Caverns completed on Sydney Metro’s Martin Place

22 October 2020


Twin mammoth caverns on Sydney’s Martin Place station have been completed six months ahead of schedule and after two years of excavation. It is the first time in 50 years that train tunnels are being built under the central business district.

Located 28m below street level, the caverns – both 220m long and 14m wide – lie beneath Castlereagh and Elizabeth streets. Martin Place station will be an interchange that will connect the Sydney Metro City and South West line – a 30km extension (Chatswood to Bankstown) and currently under construction – with the completed Stage 1 (North West metro from Chatswood to Rouse Hill. Nine tunnels have also been constructed to provide pedestrian access to commuters and to connect with the existing Sydney Trains network at Martin Place.

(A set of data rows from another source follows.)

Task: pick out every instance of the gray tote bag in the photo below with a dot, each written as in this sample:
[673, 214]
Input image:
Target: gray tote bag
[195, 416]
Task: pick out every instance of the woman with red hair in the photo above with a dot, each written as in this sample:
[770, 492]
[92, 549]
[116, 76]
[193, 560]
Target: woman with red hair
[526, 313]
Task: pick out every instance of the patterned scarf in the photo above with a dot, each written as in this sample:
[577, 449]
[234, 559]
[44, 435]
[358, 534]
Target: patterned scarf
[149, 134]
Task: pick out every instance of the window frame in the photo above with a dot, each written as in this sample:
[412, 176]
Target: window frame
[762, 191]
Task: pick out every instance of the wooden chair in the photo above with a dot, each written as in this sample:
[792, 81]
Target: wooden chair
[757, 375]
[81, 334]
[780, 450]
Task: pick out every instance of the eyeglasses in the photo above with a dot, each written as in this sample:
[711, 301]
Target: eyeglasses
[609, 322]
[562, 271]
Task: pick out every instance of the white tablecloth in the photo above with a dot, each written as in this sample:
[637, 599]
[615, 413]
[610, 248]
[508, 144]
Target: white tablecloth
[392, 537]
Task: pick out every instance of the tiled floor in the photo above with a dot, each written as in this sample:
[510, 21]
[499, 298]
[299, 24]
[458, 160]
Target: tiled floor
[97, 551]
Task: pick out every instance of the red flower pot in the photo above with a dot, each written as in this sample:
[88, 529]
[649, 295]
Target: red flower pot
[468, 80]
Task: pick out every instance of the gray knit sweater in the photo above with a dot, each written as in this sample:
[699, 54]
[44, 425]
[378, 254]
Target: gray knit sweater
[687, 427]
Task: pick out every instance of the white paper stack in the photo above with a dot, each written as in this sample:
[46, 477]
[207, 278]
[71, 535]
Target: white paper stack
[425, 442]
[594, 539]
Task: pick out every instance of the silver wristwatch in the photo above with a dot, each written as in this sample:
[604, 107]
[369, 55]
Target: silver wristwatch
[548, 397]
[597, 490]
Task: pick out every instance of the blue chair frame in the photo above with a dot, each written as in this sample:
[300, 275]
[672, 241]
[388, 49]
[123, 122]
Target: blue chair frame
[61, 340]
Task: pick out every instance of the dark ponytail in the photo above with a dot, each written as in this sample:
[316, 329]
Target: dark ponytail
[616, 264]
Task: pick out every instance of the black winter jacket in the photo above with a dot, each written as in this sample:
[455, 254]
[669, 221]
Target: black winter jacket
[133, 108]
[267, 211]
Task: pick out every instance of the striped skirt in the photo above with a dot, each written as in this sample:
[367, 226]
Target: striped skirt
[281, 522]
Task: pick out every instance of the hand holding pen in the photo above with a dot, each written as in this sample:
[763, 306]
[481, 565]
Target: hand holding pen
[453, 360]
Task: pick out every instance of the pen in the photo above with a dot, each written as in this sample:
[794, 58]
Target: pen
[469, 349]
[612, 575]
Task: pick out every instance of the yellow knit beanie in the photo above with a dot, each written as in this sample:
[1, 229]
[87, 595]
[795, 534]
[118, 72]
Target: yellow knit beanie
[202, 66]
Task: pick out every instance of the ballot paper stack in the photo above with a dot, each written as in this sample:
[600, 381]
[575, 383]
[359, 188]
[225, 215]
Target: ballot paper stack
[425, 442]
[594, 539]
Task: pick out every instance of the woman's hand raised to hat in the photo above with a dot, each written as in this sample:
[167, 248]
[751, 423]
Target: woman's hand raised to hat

Excavation was undertaken by two TBMs and roadheaders and has involved the removal of around 126,000t of sandstone. Recent months have seen a workforce of more than 600 people help complete the work. The caverns will now be fitted out with electronics, signalling systems and track work for the driverless metro trains. With testing expected to begin in 2023, the station is scheduled to open in 2024, and will see up to 200 trains rushing through at peak travel times.

Martin Place station forms part of Stage 2 (Sydney Metro City and South West) which is being driven by five Herrenknecht TBMs. It will feature 15.5km-long twin-tube tunnels which will run beneath Sydney Harbour. Here, a mixshield TBM will bore in high water pressures 35m below the sea bed in sandstone, clay and sediments and be able to switch between EPB and slurry mode. The other four TBMs driving the routes north and south of the harbour are double-shield machines.

Sydney Metro is Australia's first metro line and biggest public transportation project. When it opens fully in 2024, it will be 66km-long and have 31 stations.